According to cyber security investigators, the cyber cartel blamed for the U.S. pipeline rescue that caused fuel shortages for motorists this week is said to be coming to an end.
The case comes after the Colonial Pipeline company paid a ransom to those who stole about $ 5m because it was working to restart its 5,500 network, said people familiar with the matter.
DarkSide, a suspected Russian group that the FBI has blamed for the incident, has told its allies that it is closing its operations, said FireEye, a cyber security task force tasked with investigating the case.
To this day, DarkSide has retained the ransom program and lending to others through its affiliate program, cutting off any costs incurred by directing corporate supervision or software and locking down owners using secrecy until the funds are disbursed.
Writing on the black internet, accessed by Recorded Future researchers and viewed by the Financial Times, it also claimed to have lost control of all its government tools – including the black web site and the server it uses to receive payments – and that its cryptocurrencies were confiscated.
Kimberly Goody, senior manager in investigating financial matters at FireEye at the hands of Mandiant Threat Intelligence.
It is unknown at this time what he will do after leaving the post, and whether DarkSide will remove itself from the Internet with the intention of resuming its covert operation, known as “fraudulent activity”.
US President Joe Biden He said he has “strong reason” to believe that DarkSide’s hackers were in Russia, but he did not believe that Moscow was responsible.
“We have been in direct contact with Moscow on the need for responsible countries to take action against these networks,” he said on Thursday.
Colonists have paid ransom to hackers who use cryptocurrency funds, said two people who are familiar with the matter. “You had a certain number of bitcoin who extended their hair to less than $ 5m, ”said one resident.
Colonials began the work pipeline – a central oil pipeline in the eastern US – back online on Wednesday.

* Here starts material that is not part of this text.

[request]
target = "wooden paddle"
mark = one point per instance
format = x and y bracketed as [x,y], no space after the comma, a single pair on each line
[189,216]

On Thursday he said it restarted the entire system and began offering sales to all its markets. It did not respond to a request for comment.
The crisis also fueled controversy over whether there should be a warm ban on victims who pay ransom. White House press secretary Jen Psaki on Thursday said the government was continuing to say that paying the ransom only encouraged such efforts and encouraged companies to strengthen their security. The FBI advises against the charges.
The Eagle group earned at least $ 18bn in compensation by 2020, according to cyber protection group Emsisoft, while hackers take advantage of migrant workers and remote cyber bullies. The median fee is about $ 150,000, Emsisoft’s data show.
Officials are under intense pressure from the public to hunt down and prosecute their victims. Last Saturday a group of experts, as well as US agencies such as the FBI, disrupted DarkSide by shutting down US servers that use data storage before sending it to Russia, according to two people who are well aware of this. The abolition and payment of Colonial ransom was first announced by Bloomberg.
James Lewis, an expert on cyber security at the Center for Strategic and International Study, said there were discussions about whether there would be an attempt to continue cracking down on criminals known as “revenge”.
“People are talking about regression – it’s back on the radar and it’s probably because of what the Colonials did.”